Page 121 of Monster in Disguise

I shake my head, feeling a strange mix of amusement and disgust at the irony of it all.

Most of my past experiences are nothing more than a blur in my mind now. I'm not proud to admit it, but atsome point, drugs and alcohol became necessary tools to make it through those hedonistic gatherings. Whatever memories weren't blacked out by overindulgence were surely buried deep within my subconscious.

My lip curls in disgust as I recall unwanted hands roaming over my body.

No, I refuse to dwell on those memories.

But despite everything, I owe Lina an apology for my harsh words earlier. I know I was too brusque with her. In fact, I almost revealed the truth about my decade-long infatuation with her.

This day has been filled with one complication after another—from Lina's nightmare to Benedicto's unexpected visit, and now to the discovery of some questionable paperwork. I'd managed to calm myself down a little regarding the first two, but the document I'd found had made me restless.

Restless enough that I'd almost snapped at the only person I'dneversnap at.

I take a deep breath and close my eyes, trying to calm the tension that is already building in my body. My hand reaches for the drawer where I keep my stash of burner phones, and I pull one out and start dialing Francesco's number.

He answers after a few rings.

"Yes?"

"Did Valentino ever mention anything about visiting an asylum?"

There is a brief pause on the other end.

"Yes, he used to visit one a few times a year. Why do you ask?"

"Do you know who he was visiting there?"

"No, I accompanied him a couple of times but I never went inside."
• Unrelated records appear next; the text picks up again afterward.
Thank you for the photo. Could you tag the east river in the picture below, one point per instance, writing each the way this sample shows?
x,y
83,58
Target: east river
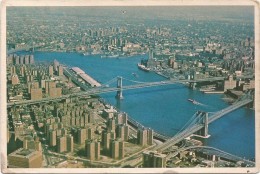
x,y
165,108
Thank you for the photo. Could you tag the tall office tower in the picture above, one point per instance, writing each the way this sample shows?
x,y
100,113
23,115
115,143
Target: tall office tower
x,y
49,85
117,149
121,118
61,144
26,60
13,70
154,159
25,158
36,94
142,137
106,136
17,60
122,132
97,150
82,135
31,59
60,70
55,92
90,133
121,149
111,125
55,65
114,149
50,70
21,60
149,136
15,79
91,118
70,143
52,137
90,149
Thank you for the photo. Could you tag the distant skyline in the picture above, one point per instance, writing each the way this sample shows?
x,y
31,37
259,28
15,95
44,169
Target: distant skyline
x,y
240,13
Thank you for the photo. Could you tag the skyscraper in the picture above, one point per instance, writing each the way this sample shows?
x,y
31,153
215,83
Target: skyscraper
x,y
154,159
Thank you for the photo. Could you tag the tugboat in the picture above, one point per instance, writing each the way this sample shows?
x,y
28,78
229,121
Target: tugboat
x,y
193,101
142,67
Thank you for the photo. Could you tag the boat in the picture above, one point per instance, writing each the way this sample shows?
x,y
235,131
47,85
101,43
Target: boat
x,y
134,74
142,67
192,101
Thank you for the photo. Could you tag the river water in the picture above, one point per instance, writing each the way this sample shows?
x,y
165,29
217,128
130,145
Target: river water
x,y
165,108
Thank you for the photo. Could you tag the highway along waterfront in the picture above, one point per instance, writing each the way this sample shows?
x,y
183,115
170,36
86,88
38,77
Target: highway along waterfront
x,y
165,109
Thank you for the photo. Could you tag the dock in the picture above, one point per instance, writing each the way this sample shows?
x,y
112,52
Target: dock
x,y
86,77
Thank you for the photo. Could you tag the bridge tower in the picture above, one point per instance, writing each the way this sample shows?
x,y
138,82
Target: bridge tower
x,y
119,94
203,116
193,85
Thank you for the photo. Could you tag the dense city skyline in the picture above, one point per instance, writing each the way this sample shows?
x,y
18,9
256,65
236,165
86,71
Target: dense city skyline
x,y
56,111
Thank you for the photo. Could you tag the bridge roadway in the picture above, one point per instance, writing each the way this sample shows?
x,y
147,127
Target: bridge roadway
x,y
156,134
94,91
22,49
214,151
196,127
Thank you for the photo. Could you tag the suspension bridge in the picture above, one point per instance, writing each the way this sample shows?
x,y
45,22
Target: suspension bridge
x,y
105,88
213,151
198,124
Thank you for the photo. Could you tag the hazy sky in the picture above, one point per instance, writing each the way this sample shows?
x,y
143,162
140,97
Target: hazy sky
x,y
205,12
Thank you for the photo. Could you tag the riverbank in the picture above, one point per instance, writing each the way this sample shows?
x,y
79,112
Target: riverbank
x,y
165,108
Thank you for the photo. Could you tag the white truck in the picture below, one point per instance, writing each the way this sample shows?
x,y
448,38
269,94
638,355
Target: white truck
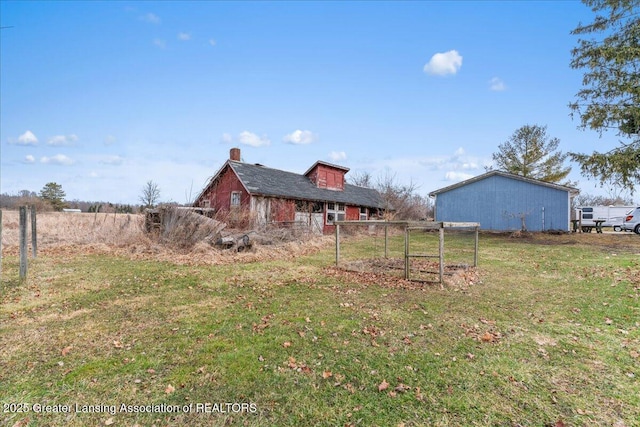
x,y
588,217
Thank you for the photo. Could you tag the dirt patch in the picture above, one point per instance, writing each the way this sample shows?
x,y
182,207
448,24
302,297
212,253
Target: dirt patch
x,y
390,273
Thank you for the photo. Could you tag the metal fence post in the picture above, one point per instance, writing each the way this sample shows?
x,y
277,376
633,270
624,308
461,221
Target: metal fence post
x,y
23,242
34,234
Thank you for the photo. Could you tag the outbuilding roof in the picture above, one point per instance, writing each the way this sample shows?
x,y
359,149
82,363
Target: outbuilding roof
x,y
486,175
265,181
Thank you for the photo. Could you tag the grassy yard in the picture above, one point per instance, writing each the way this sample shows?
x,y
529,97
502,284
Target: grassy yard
x,y
549,336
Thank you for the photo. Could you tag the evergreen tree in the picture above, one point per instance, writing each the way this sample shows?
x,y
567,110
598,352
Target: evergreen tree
x,y
53,193
610,97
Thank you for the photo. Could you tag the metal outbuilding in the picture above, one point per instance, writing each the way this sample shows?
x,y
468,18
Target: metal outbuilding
x,y
502,201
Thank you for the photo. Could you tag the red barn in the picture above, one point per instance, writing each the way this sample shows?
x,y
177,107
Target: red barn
x,y
258,195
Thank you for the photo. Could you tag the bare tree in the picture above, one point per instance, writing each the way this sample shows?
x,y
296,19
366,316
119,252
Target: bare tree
x,y
362,179
402,200
150,194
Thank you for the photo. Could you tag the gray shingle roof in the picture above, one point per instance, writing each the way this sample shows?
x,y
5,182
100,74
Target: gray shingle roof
x,y
261,180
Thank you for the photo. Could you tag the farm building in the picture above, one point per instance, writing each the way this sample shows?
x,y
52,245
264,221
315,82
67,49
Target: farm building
x,y
258,195
503,201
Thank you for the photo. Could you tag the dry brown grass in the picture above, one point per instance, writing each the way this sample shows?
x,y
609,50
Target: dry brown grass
x,y
123,235
69,229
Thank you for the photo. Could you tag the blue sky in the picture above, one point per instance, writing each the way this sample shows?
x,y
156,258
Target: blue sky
x,y
102,97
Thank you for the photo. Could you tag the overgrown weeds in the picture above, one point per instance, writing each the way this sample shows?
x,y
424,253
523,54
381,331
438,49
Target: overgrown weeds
x,y
550,336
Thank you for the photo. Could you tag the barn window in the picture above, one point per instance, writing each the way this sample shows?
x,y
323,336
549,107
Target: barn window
x,y
235,199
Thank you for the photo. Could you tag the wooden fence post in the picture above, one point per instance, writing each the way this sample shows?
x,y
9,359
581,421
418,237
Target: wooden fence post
x,y
337,245
441,254
34,233
0,242
23,242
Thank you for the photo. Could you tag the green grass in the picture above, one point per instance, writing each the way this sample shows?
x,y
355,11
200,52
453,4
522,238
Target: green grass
x,y
551,335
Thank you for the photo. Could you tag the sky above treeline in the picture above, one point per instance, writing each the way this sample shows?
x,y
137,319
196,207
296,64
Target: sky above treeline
x,y
102,97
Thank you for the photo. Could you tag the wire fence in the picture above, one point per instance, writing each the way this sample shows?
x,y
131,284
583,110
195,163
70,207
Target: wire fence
x,y
419,251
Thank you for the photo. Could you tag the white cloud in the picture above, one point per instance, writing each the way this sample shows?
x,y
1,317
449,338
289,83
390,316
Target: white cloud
x,y
497,85
337,156
300,137
60,140
27,138
457,176
445,63
58,159
151,18
250,138
226,138
111,160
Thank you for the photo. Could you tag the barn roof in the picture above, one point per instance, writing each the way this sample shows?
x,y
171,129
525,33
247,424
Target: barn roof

"I see," I respond grimly. "I need to go there too. Meet me at the asylum tomorrow at ten."

"Understood."

I hang up, feeling even more agitated than before.

"Damn it!" I curse under my breath.

Quickly getting dressed, I make my way to my study. I grab the document I had found earlier and read over it again.

Male. Fifty-seven years old. Born on November second.

Just like my father.

The same man I thought I had killed.

The man who had turned me into a monster; who had taught me everything about torture and murder.

The man who was closely familiar with Chimera.

"Damn it! Damn it! Damn it!" Frustration boils within me as I throw the document onto the table. How did I not consider this before? Yes, I left him to die, but I never received confirmation that he did. When Valentino took over, I just assumed that was the case.

"Fucking hell!" My teeth grind together as anger courses through me, directed mainly towards myself. Because of my recklessness, my family is now in danger. Again.

Of course.

My father would be first in line to want revenge against me, and his expertise lies in psychological torture. Not only did I betray him, but I also attempted to end his life. If this man is truly my father...

I shake my head, feeling a wave of fear wash over me at the thought. But I need to be certain. I need to see with my own eyes if this man is indeed my father. And if he is, then I will make sure he stays dead – this time for good.